A viable political solution in Sri Lanka based on the voluntary pooling of sovereignty by the Tamil and Sinhala people may well be the beginning of this process.

The process, however, can only begin by acknowledging the following ground realities:

· The existence of a de facto state in the North East of the Island. Fifteen years ago, Professor A. Jeyeratnam Wilson in the book aptly titled "Break-Up of Sri Lanka"(University of Hawaii Press, Honolulu, 1988) wrote “My considered view is that Ceylon (Sri Lanka) has already spilt into two entities. At present this is a state of mind; for it to become a territorial reality is [only] a question of time.” True to his prediction, this is the territorial reality today where a de facto state has emerged in the North East with its own customs, immigration, police and judiciary - a state of affairs implicitly acknowledged by the Sri Lankan Government in the Memorandum of Understanding reached with the LTTE in February 2002 and explicitly proclaimed by the LTTE in its proposal for an Interim Self-Governing Authority for the North East (ISGA) in October 2003.

· The futility of attempts to dismantle the de facto state through military force. The dismal failure of operation ‘Jayasikrui’ (Certain Victory) launched by the Sri Lankan Government to take the Northern mainland, the retaking of the entire ‘Vanni’ by the LTTE and the over-running of the impenetrable Elephant Pass military camp by the LTTE has amply demonstrated that the military solution is no more an option.
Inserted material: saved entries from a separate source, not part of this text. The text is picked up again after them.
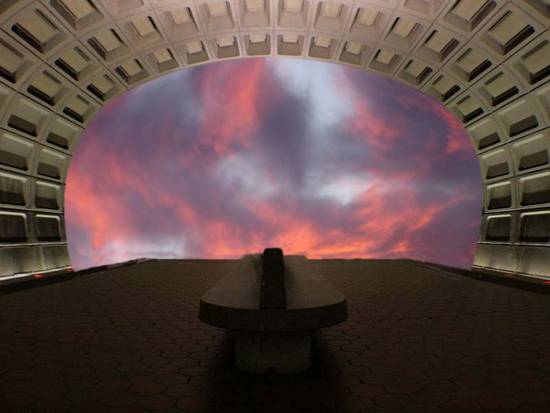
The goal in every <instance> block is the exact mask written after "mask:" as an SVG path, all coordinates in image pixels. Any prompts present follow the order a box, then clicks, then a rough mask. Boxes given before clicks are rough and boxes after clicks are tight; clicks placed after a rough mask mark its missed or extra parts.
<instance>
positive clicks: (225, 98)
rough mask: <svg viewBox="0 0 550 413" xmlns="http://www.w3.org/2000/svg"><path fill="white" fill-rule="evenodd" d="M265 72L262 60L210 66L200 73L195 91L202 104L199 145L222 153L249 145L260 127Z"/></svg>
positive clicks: (265, 69)
mask: <svg viewBox="0 0 550 413" xmlns="http://www.w3.org/2000/svg"><path fill="white" fill-rule="evenodd" d="M266 83H267V75H266V68H265V63H264V61H263V60H260V59H254V60H250V61H249V62H248V64H247V65H246V66H245V65H243V64H235V65H234V66H232V67H229V70H228V67H227V66H223V67H221V66H213V67H212V68H209V70H207V71H205V72H203V74H202V75H201V77H200V80H199V86H198V92H199V96H200V102H201V104H202V114H201V128H202V130H201V132H200V134H201V137H200V142H201V144H203V145H205V146H208V147H212V148H213V150H214V151H215V152H216V153H217V154H219V155H221V154H225V153H226V152H227V150H228V148H229V147H231V146H233V145H240V146H243V147H249V146H250V143H251V141H250V138H251V136H250V135H251V134H252V133H253V132H254V131H255V130H256V129H258V127H259V126H260V123H259V122H260V114H261V113H262V111H263V110H264V109H265V108H264V106H265V103H266V102H265V99H264V96H263V93H264V91H265V88H266Z"/></svg>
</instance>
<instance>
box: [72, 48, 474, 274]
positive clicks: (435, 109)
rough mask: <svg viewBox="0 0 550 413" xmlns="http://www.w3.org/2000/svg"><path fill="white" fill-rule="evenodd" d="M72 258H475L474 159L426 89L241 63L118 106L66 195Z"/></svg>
mask: <svg viewBox="0 0 550 413" xmlns="http://www.w3.org/2000/svg"><path fill="white" fill-rule="evenodd" d="M65 208H66V222H67V236H68V240H69V250H70V254H71V260H72V264H73V266H74V267H75V268H77V269H80V268H84V267H89V266H95V265H100V264H105V263H112V262H118V261H124V260H128V259H132V258H138V257H162V258H179V257H182V258H183V257H195V258H228V257H229V258H236V257H240V256H241V255H243V254H245V253H249V252H259V251H261V250H262V249H263V248H264V247H266V246H279V247H282V248H283V249H284V251H285V253H293V254H306V255H307V256H308V257H311V258H328V257H341V258H354V257H363V258H391V257H409V258H415V259H421V260H427V261H434V262H439V263H444V264H449V265H454V266H461V267H468V266H470V264H471V262H472V258H473V252H474V248H475V242H476V240H477V238H478V233H479V221H480V208H481V184H480V176H479V165H478V162H477V160H476V158H475V156H474V151H473V148H472V145H471V143H470V141H469V138H468V137H467V135H466V133H465V132H464V130H463V128H462V126H461V125H460V123H459V122H458V121H457V120H456V119H455V118H454V116H453V115H452V114H450V113H449V112H448V111H447V110H446V109H445V108H444V107H443V106H441V105H440V104H439V103H438V102H436V101H435V100H433V99H432V98H430V97H427V96H424V95H422V94H420V93H419V92H417V91H415V90H413V89H411V88H409V87H407V86H405V85H401V84H398V83H396V82H394V81H392V80H388V79H384V78H380V77H377V76H373V75H369V74H367V73H365V72H363V71H359V70H355V69H351V68H345V67H342V66H337V65H332V64H327V63H317V62H310V61H302V60H291V59H288V60H286V59H279V58H278V59H254V60H250V59H248V60H238V61H237V60H232V61H228V62H224V63H218V64H213V65H207V66H201V67H198V68H194V69H188V70H183V71H180V72H177V73H173V74H171V75H167V76H165V77H162V78H160V79H157V80H155V81H152V82H149V83H147V84H145V85H143V86H140V87H139V88H137V89H135V90H132V91H130V92H127V93H126V94H124V95H122V96H119V97H117V98H115V99H113V100H112V101H110V102H109V103H108V104H107V105H106V106H105V107H104V108H103V110H102V111H101V112H100V113H99V114H98V115H97V116H96V118H95V119H94V120H93V121H92V123H91V124H90V126H89V127H88V128H87V130H86V132H85V134H84V136H83V137H82V138H81V141H80V143H79V145H78V147H77V150H76V153H75V155H74V158H73V162H72V163H71V166H70V169H69V174H68V179H67V188H66V193H65Z"/></svg>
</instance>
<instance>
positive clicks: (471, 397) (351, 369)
mask: <svg viewBox="0 0 550 413" xmlns="http://www.w3.org/2000/svg"><path fill="white" fill-rule="evenodd" d="M233 265H235V262H234V261H158V262H146V263H142V264H138V265H134V266H128V267H122V268H118V269H115V270H108V271H104V272H101V273H96V274H88V275H85V276H81V277H76V278H74V279H71V280H67V281H63V282H59V283H56V284H51V285H46V286H41V287H38V288H33V289H28V290H24V291H18V292H13V293H10V294H6V295H2V296H0V411H1V412H12V411H13V412H27V411H37V412H65V411H72V412H73V411H74V412H143V411H161V412H176V411H183V412H224V413H225V412H262V413H263V412H319V413H322V412H424V413H429V412H464V413H474V412H487V413H488V412H521V413H523V412H525V413H528V412H550V296H548V295H543V294H538V293H534V292H529V291H523V290H519V289H515V288H511V287H506V286H502V285H496V284H492V283H488V282H485V281H479V280H475V279H471V278H469V277H463V276H460V275H451V274H448V273H445V272H437V271H434V270H430V269H427V268H425V267H422V266H420V265H418V264H415V263H411V262H405V261H367V260H350V261H339V260H327V261H312V262H311V266H312V269H315V270H318V271H320V272H322V273H323V274H324V275H325V276H326V277H328V278H329V279H330V280H332V282H333V283H334V284H335V285H336V286H337V288H338V289H340V290H341V291H342V292H343V293H344V294H345V295H346V296H347V298H348V306H349V313H350V318H349V320H348V321H347V322H345V323H343V324H340V325H338V326H336V327H333V328H327V329H324V330H322V331H320V332H319V333H316V334H315V335H314V360H313V365H312V367H311V368H310V369H309V370H308V371H306V372H304V373H301V374H298V375H295V376H286V377H285V376H274V375H268V376H265V377H258V376H254V375H248V374H246V373H241V372H239V371H237V370H236V369H235V368H234V367H233V366H232V360H231V335H230V334H229V333H228V332H226V331H224V330H221V329H217V328H213V327H210V326H208V325H206V324H203V323H201V322H200V321H199V320H198V318H197V312H198V303H199V297H200V296H201V294H202V293H203V292H204V291H206V290H207V289H208V288H209V286H211V285H212V284H213V283H214V282H216V281H217V280H218V279H219V278H220V277H221V276H223V275H224V274H225V272H226V271H227V270H228V269H229V268H231V267H232V266H233Z"/></svg>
· The issues faced by minorities, i.e. Muslims and Sinhalese living within the borders of the de facto state (acknowledged by the LTTE in its proposals for an ISGA) and Tamils, Muslims and others living outside the de facto state.
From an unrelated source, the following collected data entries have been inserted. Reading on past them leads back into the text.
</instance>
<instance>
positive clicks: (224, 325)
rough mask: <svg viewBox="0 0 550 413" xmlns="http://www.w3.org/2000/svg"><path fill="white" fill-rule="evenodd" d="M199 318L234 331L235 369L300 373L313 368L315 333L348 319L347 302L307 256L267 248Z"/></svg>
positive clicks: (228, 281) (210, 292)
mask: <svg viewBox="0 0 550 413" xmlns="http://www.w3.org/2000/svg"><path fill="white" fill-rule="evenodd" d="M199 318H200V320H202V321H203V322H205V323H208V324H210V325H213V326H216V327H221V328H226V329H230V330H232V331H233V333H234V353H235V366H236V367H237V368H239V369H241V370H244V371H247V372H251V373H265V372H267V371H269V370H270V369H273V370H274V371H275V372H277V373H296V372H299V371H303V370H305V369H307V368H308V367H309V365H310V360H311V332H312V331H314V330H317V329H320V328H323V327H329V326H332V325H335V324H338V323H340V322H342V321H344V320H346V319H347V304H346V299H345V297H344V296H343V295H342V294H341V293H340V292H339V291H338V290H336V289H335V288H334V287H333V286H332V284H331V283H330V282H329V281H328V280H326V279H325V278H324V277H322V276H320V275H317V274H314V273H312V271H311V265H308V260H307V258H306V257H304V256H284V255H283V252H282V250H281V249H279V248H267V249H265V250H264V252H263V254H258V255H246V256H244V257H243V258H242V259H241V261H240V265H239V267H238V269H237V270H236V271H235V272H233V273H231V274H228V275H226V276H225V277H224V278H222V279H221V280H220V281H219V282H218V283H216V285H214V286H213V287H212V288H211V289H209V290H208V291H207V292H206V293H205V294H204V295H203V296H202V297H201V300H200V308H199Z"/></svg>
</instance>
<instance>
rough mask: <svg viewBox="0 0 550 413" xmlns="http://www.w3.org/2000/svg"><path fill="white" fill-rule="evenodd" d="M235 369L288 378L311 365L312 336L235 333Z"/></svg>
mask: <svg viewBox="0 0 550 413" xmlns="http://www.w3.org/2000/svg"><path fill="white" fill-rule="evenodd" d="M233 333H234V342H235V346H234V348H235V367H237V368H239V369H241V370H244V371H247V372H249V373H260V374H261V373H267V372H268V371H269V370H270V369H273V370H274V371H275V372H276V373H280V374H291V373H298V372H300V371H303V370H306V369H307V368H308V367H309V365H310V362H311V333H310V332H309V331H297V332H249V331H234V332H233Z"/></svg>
· The need for institutional safeguards to maintain the independence of the judiciary and protect human rights within the de facto state (also acknowledged by the LTTE in its proposals for an ISGA) and outside the de facto state.

· The acceptance by the Sinhala political establishment of Delhi’s position as the regional power - a far cry from the days when the fear of ‘Indian expansionism’ was the cornerstone of Sri Lanka’s foreign policy and the Indian presence in the Island was the rationale for the JVP to whip up support for its cause!

· The strong cultural and linguistic ties prevailing between the Tamils across the Palk Strait and its potential to bring about greater cooperation between the Tamil state in Sri Lanka and the Indian Union despite the horrendous consequences of (the ill-advised) physical intervention by India in 1987.

India, with its unquestioned position as the regional power and the close relationship it enjoys with Colombo, is well placed to assist the process whereby the Island of Sri Lanka is transformed into a union of two states.

By acting promptly, India can bring about an enduring peace in the Island of Sri Lanka and at the same time be the harbinger of a new understanding of sovereignty that may help resolve conflicts through restructuring relationships between sovereign people.

This calls for a paradigm shift on the part of Indian policymakers, who need to conceptualise sovereignty as one that is primarily derived from the people, instead of as one residing with ‘internationally recognised governments.’ In making this shift, Indian policymakers need to reflect that such an understanding calls for a more equal relationship between sovereign people and as such is likely to strengthen relationships and not weaken them as previously imagined.